Storms and other severe weather events can cause both public health and economic problems for communities and municipalities. Many severe events can result in fatalities, injuries, and property damage, and preventing such outcomes to the extent possible is a key concern.
This project involves exploring the U.S. National Oceanic and Atmospheric Administration’s (NOAA) storm database. This database tracks characteristics of major storms and weather events in the United States, including when and where they occur, as well as estimates of any fatalities, injuries, and property damage.
The data for this assignment come in the form of a comma-separated-value file compressed via the bzip2 algorithm to reduce its size. You can download the file from the course web site:
There is also some documentation of the database available. Here you will find how some of the variables are constructed/defined.
The events in the database start in the year 1950 and end in November 2011. In the earlier years of the database there are generally fewer events recorded, most likely due to a lack of good records. More recent years should be considered more complete.
Data were downloaded according to the job specifications. The original base had to undergo some changes in the EVTYPE variable as there were subclassifications (11379 lines in total) and therefore were tuned to the top rank, resulting in 742 unique groups. Under these conditions the major fatalities and injuries are highlighted for TORNADO, TSTM WIND, LIGHTNING, FLOOD and EXCESSIVE HEAT. To assess the damage, the units were adjusted to the same order of magnitude, concluding that FLOOD, HURRICANE, TORNADO, STORM SURGE and HAIL are the ones that caused the greatest financial impact on the United States at all times. All details as in the tables, graphs and comments that follow in this document.

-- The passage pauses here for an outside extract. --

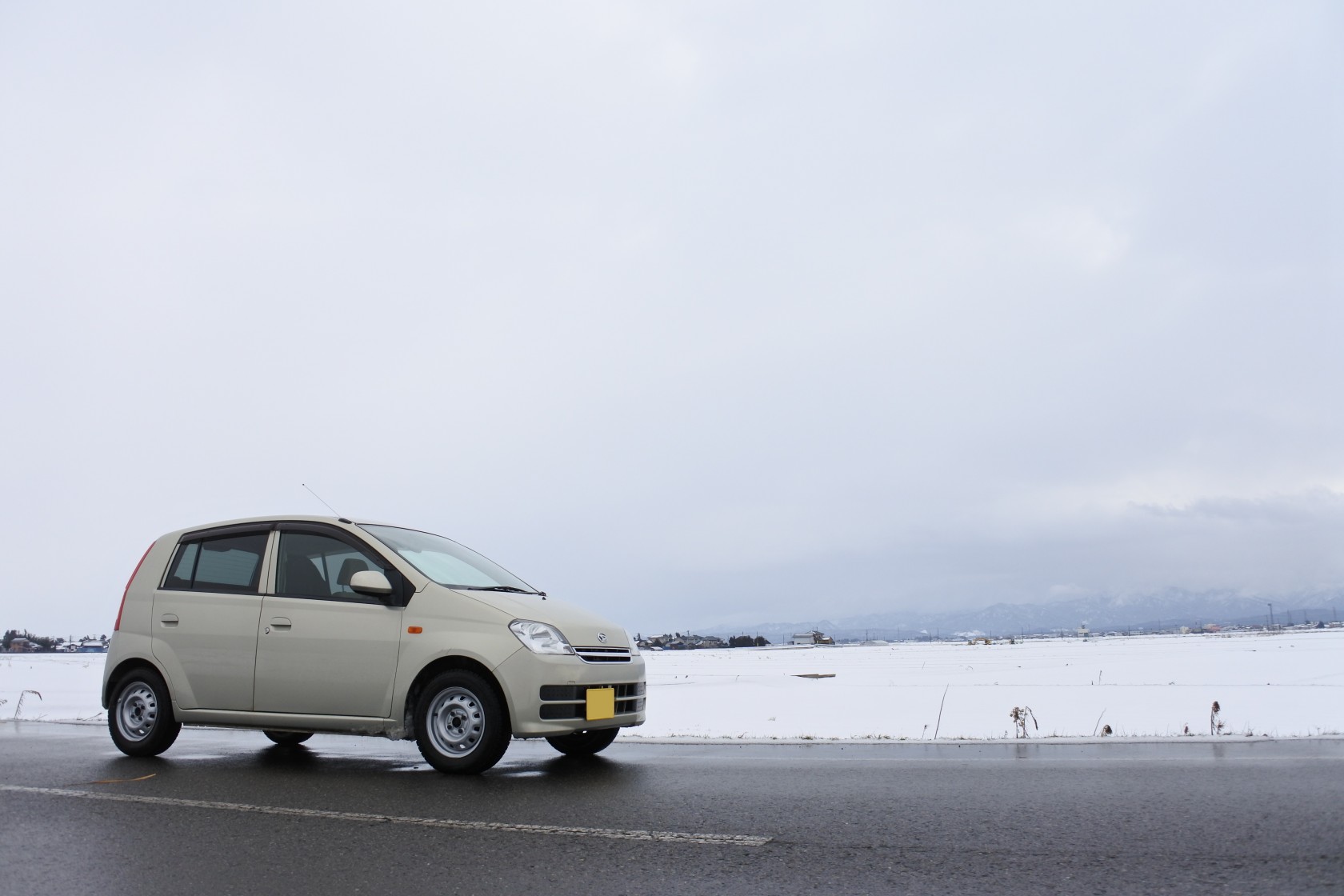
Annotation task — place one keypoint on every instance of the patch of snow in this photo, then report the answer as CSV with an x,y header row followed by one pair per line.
x,y
1266,684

Let’s load and evaluate the structure of the database and see what we have about the variable types of events (EVTYPE).
# Get data
suppressWarnings({db = data.table::fread(loc)})
##
Read 4.1% of 967216 rows
Read 23.8% of 967216 rows
Read 38.3% of 967216 rows
Read 51.7% of 967216 rows
Read 61.0% of 967216 rows
Read 74.4% of 967216 rows
Read 80.6% of 967216 rows
Read 87.9% of 967216 rows
Read 902297 rows and 37 (of 37) columns from 0.523 GB file in 00:00:10
set.seed(1234)
sample(db$EVTYPE, 20)
## [1] "HAIL" "FLASH FLOOD"
## [3] "TSTM WIND" "MARINE TSTM WIND"
## [5] "THUNDERSTORM WIND" "EXTREME COLD/WIND CHILL"
## [7] "HAIL" "HEAVY SNOW"
## [9] "TSTM WIND" "HAIL"
## [11] "HAIL" "WINTER STORM"
## [13] "DROUGHT" "FLOOD"
## [15] "HEAVY SNOW" "HAIL"
## [17] "HAIL" "HAIL"
## [19] "TSTM WIND" "THUNDERSTORM WINDS"
Apparently we have events with subclassifications, so let’s evaluate how many are in this condition.

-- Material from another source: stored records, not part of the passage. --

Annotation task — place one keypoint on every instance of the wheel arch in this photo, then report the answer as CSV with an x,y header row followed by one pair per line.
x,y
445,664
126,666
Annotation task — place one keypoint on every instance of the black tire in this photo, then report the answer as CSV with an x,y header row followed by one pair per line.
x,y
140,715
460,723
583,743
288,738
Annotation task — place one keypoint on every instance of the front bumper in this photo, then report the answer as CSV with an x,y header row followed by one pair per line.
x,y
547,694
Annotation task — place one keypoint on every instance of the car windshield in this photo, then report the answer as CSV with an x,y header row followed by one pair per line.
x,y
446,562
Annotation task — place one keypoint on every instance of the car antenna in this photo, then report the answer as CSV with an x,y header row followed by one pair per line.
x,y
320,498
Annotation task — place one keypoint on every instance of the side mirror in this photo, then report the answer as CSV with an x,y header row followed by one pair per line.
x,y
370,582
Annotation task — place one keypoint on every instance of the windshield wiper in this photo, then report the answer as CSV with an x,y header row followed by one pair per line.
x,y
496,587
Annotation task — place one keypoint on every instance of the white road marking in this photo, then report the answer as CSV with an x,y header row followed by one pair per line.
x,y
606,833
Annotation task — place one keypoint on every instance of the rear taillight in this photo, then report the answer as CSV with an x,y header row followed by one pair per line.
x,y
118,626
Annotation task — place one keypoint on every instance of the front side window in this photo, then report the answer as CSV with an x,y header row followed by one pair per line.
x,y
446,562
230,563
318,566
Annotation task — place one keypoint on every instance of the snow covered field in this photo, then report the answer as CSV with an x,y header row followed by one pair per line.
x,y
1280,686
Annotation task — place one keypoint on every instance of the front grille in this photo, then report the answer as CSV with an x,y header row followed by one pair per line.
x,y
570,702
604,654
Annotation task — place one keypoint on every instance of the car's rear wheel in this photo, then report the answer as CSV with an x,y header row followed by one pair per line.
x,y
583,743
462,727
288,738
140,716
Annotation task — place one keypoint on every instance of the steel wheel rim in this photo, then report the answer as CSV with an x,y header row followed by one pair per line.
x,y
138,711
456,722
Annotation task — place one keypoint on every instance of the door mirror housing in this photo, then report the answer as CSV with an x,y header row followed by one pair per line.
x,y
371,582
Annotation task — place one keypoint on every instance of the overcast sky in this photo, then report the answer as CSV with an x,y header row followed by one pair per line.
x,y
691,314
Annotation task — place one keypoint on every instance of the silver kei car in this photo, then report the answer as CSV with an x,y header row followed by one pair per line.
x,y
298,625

paste0(sum(grepl("/", db$EVTYPE)), " events with subclassification.")
## [1] "11379 events with subclassification."
paste0("That represents ", round(100*(sum(grepl("/", db$EVTYPE))/nrow(db)), 2), "% of the database.")

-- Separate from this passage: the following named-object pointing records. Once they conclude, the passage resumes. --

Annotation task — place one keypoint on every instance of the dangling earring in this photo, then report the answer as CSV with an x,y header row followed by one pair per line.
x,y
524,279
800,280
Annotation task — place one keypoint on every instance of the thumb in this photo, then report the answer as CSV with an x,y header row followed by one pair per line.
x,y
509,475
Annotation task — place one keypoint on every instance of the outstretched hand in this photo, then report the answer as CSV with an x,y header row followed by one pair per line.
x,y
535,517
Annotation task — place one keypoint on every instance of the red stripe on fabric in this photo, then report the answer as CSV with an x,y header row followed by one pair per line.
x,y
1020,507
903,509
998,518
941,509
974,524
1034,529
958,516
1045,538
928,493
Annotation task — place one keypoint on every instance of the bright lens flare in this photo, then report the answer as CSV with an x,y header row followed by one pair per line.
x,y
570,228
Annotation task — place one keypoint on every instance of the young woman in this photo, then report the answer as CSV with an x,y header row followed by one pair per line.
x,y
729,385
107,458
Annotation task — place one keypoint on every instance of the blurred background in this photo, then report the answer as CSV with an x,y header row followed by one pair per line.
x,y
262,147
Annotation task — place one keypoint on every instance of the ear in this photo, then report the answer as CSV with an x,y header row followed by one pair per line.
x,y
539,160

## [1] "That represents 1.26% of the database."
Let’s put all the subclassified into your top grouping. For example: EXTREME COLD / WIND CHILL becomes EXTREME COLD only.
db$EVTYPE = gsub("/.*", "", db$EVTYPE)
db$EVTYPE = toupper(db$EVTYPE)
paste0(length(unique(db$EVTYPE)), " unique groups")
## [1] "742 unique groups"
Responding to the first questioning, the events that brought the most destruction are those listed in the table: “The 10 events that caused the greatest destruction.”
inj.fat.total = aggregate(INJURIES + FATALITIES ~ EVTYPE, sum, data = db)
inj.fat.total = inj.fat.total[order(inj.fat.total$`INJURIES + FATALITIES`, decreasing = T), ]
inj.fat.top10 = inj.fat.total[1:10,]
kable(inj.fat.top10, align = "c", caption = "The 10 events that caused the greatest destruction", row.names = F)
| EVTYPE | INJURIES + FATALITIES |
|---|---|
| TORNADO | 96979 |
| EXCESSIVE HEAT | 8428 |
| TSTM WIND | 7561 |
| FLOOD | 7292 |
| LIGHTNING | 6046 |
| HEAT | 3037 |
| FLASH FLOOD | 2769 |
| ICE STORM | 2066 |
| THUNDERSTORM WIND | 1621 |
| WINTER STORM | 1527 |
require(ggplot2)
med1 = median(inj.fat.top10$`INJURIES + FATALITIES`)
col1 = ifelse(inj.fat.top10$`INJURIES + FATALITIES` < med1, "tomato", "red3")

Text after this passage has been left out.